We explore the welfare implications of data-tracking technologies that enable firms to collect consumer data and use it for price discrimination. The model we develop centers around two features: competition between firms and consumers’ level of sophistication. We find that the absence of data tracking may lead to a decrease in consumer surplus, even when consumers are myopic. Importantly, this result relies critically on competition: consumer surplus may be higher when data-tracking technologies are used only when multiple firms offer substitutable products.

Strategic Release of Information in Platforms: Entry, Competition, and Welfare

This paper establishes that two-sided platforms have an incentive to strategically disclose (coarse) information about demand to the supply side as this can considerably boost their profits. However, this practice may also adversely affect the welfare of consumers. By optimally designing its information disclosure policy, a platform can influence the entry and pricing decisions of its potential suppliers. On the other hand, consumers may end up being worse off as they have access to fewer trading options and/or face higher prices compared to when the platform refrains from sharing any demand information to its potential suppliers.

Supply Disruptions and Optimal Network Structures

This paper studies multi-tier supply chain networks in the presence of disruption risk. Firms decide how to source their inputs from upstream suppliers so as to maximize their expected profits, and prices of intermediate goods are set so that markets clear. We provide an explicit characterization of equilibrium prices and profits, which allows us to derive insights into how the network structure, i.e., the number of firms in each tier, production costs, and disruption risk, affect firms’ profits.
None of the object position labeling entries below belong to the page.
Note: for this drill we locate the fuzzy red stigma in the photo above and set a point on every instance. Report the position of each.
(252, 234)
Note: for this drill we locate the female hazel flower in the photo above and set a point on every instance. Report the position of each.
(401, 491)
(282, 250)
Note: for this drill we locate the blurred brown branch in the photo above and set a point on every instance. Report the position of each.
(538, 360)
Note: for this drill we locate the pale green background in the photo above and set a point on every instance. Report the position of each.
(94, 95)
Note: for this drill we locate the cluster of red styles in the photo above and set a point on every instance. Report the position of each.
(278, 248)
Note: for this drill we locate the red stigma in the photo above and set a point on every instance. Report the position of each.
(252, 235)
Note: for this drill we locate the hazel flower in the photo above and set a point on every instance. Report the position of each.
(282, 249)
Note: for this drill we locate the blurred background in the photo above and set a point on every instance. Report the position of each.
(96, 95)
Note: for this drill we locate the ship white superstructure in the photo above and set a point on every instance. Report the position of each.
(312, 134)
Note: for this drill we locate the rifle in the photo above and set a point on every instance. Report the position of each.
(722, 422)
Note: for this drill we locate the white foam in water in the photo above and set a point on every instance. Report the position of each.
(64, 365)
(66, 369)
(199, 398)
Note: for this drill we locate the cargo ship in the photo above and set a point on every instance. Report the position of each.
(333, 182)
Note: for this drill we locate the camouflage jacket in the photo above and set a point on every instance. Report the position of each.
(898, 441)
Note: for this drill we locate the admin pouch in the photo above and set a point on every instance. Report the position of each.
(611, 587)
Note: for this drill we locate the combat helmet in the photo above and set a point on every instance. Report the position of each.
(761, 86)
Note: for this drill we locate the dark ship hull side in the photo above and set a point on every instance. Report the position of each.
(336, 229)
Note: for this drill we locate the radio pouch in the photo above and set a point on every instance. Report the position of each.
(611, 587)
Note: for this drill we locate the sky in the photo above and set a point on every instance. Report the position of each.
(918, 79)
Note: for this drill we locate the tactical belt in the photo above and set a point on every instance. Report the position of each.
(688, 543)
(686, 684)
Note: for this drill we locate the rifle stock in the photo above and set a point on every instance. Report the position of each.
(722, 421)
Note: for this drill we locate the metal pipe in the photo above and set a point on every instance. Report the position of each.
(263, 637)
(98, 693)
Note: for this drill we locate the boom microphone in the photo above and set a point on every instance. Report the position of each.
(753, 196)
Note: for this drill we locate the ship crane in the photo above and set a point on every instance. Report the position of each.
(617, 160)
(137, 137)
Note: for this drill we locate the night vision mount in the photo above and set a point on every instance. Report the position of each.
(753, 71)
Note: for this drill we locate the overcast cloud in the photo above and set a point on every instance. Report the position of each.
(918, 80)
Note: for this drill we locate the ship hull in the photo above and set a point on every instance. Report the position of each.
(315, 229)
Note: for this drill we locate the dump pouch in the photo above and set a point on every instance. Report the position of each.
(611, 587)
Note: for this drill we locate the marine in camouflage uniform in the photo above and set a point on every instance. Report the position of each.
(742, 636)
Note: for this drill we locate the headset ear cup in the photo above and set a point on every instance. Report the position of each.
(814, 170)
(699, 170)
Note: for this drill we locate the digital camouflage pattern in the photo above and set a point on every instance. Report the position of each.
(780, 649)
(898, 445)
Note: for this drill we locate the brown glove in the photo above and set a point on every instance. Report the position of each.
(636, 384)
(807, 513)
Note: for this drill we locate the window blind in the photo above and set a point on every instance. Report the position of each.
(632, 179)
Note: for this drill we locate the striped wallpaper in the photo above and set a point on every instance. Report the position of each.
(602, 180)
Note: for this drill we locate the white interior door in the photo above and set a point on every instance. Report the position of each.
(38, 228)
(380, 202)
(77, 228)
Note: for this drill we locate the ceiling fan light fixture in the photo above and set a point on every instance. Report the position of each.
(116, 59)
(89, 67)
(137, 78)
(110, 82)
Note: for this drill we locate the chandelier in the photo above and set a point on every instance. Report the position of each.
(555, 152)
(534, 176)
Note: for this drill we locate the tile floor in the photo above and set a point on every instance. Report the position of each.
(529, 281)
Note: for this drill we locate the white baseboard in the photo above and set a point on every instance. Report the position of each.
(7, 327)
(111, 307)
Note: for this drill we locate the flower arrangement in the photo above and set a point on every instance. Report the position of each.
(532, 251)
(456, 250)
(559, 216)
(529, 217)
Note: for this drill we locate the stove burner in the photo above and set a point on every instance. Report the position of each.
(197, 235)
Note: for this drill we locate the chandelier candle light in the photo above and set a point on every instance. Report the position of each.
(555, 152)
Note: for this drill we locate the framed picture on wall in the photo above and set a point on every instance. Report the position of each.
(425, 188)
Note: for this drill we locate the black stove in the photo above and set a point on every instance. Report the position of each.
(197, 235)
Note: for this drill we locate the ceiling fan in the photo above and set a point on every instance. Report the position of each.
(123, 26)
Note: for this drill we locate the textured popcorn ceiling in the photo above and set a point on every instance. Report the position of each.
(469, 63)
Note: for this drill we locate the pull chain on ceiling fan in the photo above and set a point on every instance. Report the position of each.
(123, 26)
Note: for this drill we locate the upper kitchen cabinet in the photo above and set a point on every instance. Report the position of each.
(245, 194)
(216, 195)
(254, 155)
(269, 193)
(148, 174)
Also, we consider supply chains that are formed endogenously and argue that endogenous entry leads to chains that are inefficient in terms of the number of firms that engage in production.

Information Sale and Competition

This paper studies the interaction between a seller of an information product and potential buyers that compete in a downstream market. Our results illustrate that the nature and intensity of competition are key in determining the optimal strategy. We show that when customers’ actions are strategic complements, the provider finds it optimal to offer the most accurate information to all potential customers. In contrast, when customers’ actions are strategic substitutes, the provider maximizes her profits by either (i) restricting the supply of the information product, or (ii) distorting its content. We also establish that the provider’s incentive to restrict the supply information intensifies in the presence of information leakage.

Competitive Targeted Advertising over Networks

This paper examines a game-theoretic model of competition between firms which can target their marketing budgets to individuals embedded in a social network. We provide a sharp characterization of the optimal targeted advertising strategies and highlight their dependence on the underlying social network structure. Furthermore, we provide conditions under which it is optimal for the firms to asymmetrically target a subset of the individuals and establish a lower bound on the ratio of their payoffs in these asymmetric equilibria. Finally, we find that at equilibrium firms invest inefficiently high in targeted advertising and the extent of the inefficiency is increasing in the centralities of the agents they target.

Price and Capacity Competition

We study the efficiency of oligopoly equilibria in a model where firms compete over capacities and prices. We show that efficiency in the worst oligopoly equilibria can be arbitrarily low. However, if the best oligopoly equilibrium is selected (among multiple equilibria), the worst-case efficiency loss is $$2(\sqrt{N}-1)/(N-1)$$ with $N$ firms, and this bound is tight. We also suggest a simple way of implementing the best oligopoly equilibrium.